In a world devastated from an event that stripped away colour and mutated the human race, a scientist stumbles across a mysterious girl who may prove to be a link to the old world and the saviour of humanity.
There's a lot of Western influence to be found in the pages of Colorless, from the artistic stylings of it's masked Dark Knight protagonist to it's trope of a young girl representing the future of mankind (Fifth Element, Willow, The Last of Us etc.) which should be no surprise considering the author, KENT, specifically realised his world to mimic the style and tropes of American comics. The devastated noir-punk world and crazy mutants are certainly nothing new either, so one has to look at how KENT has taken the inspiration and made it his own. That's not to say the setup is alien to the Japanese either - many elements of series such as Battle Angel Alita and Vampire Hunter D can be found here too.

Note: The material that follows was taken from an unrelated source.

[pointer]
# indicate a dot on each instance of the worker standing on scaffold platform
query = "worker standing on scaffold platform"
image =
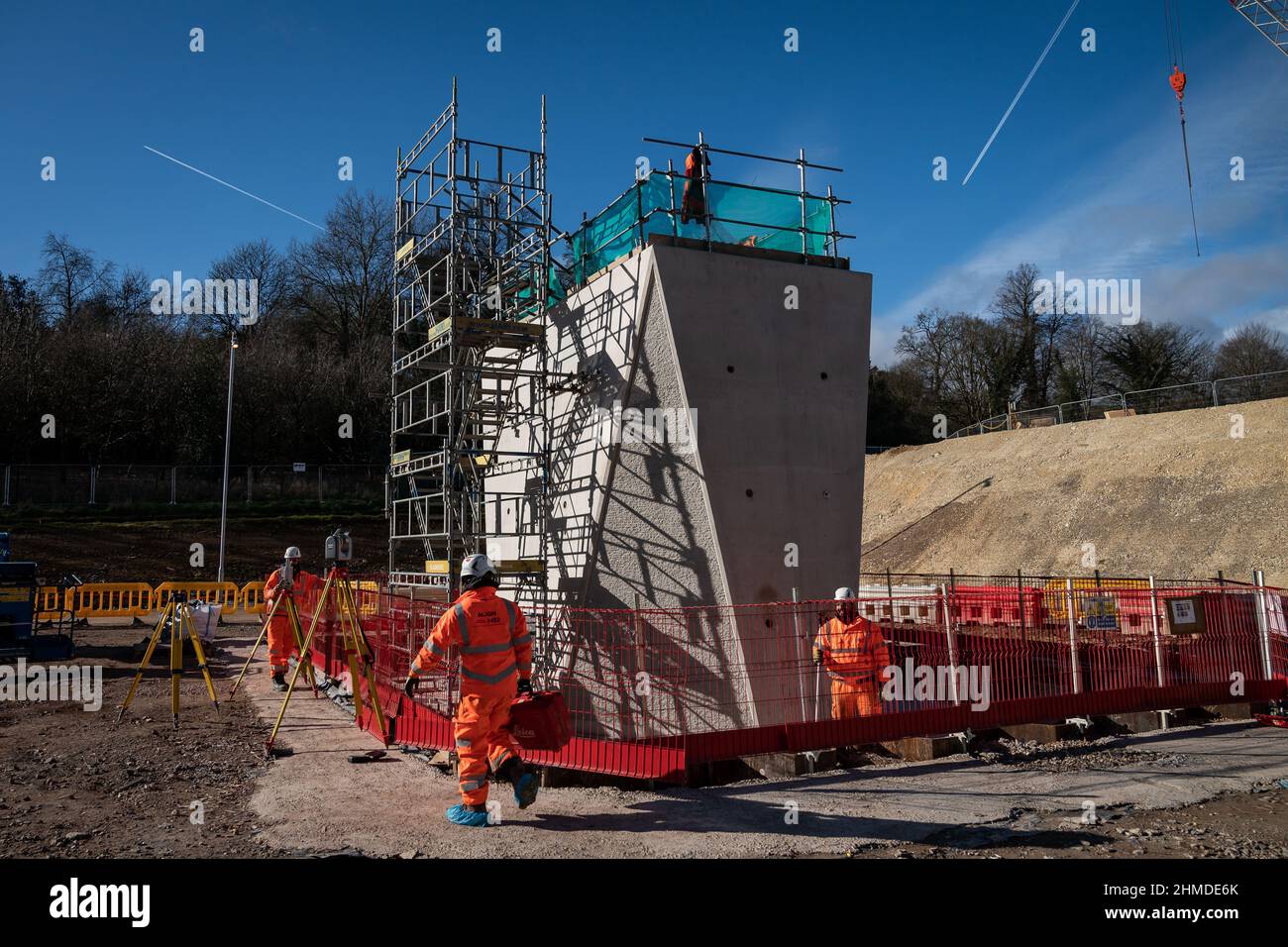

The first thing that obviously strikes you is the premise of a colourless world, an idea that's really both easy and hard to show in a medium that's typically greyscale anyway. The pages that introduce touches of colour (in much the same way The Maid I Hired Recently is Mysterious always shows the maid's eyes as purple) are striking, and the weaponisation of colour is really quite a nice twist. It might not be original, but the book did enough to intrigue me as to just how Chie, our young amnesiac (naturally) heroine might change the world, and The Order makes for a suitably mysterious organisation with its own cultish sensibilities mirroring some of the organisations that aren't exactly unfamiliar to us already.
One of the elements that undoubtedly works in the book's favour is KENT's glorious artwork. Gritty, very noir in style and tone, the book just oozes atmosphere from every page. That's not to say there aren't occasionally issues, such as the action scenes being somewhat hard to follow, but hell that never stopped Kia Asimiya so I'm not going to be overly harsh here. The level of detail, smart character design and Professor Avidia's billowing black coat are enough to keep your attention throughout.
It's no secret that manga is massively outselling US comics, but now the talent in Japan is doing the American style of storytelling better than the Americans. This feels very much like KENT schooling the US on how to do things properly - and goodness knows someone needs to at the moment - so good for him keeping his story tight, simple and realising it on the page with such flourish.
Seven Seas have done a wonderful job on the covers, the semi-gloss finish making it jump off the shelf, and it makes me suspect they know they have a hit on their hands here. If you're a Marvel/DC fan curious to see what manga has to offer, this is a series that might just bridge the gap for you.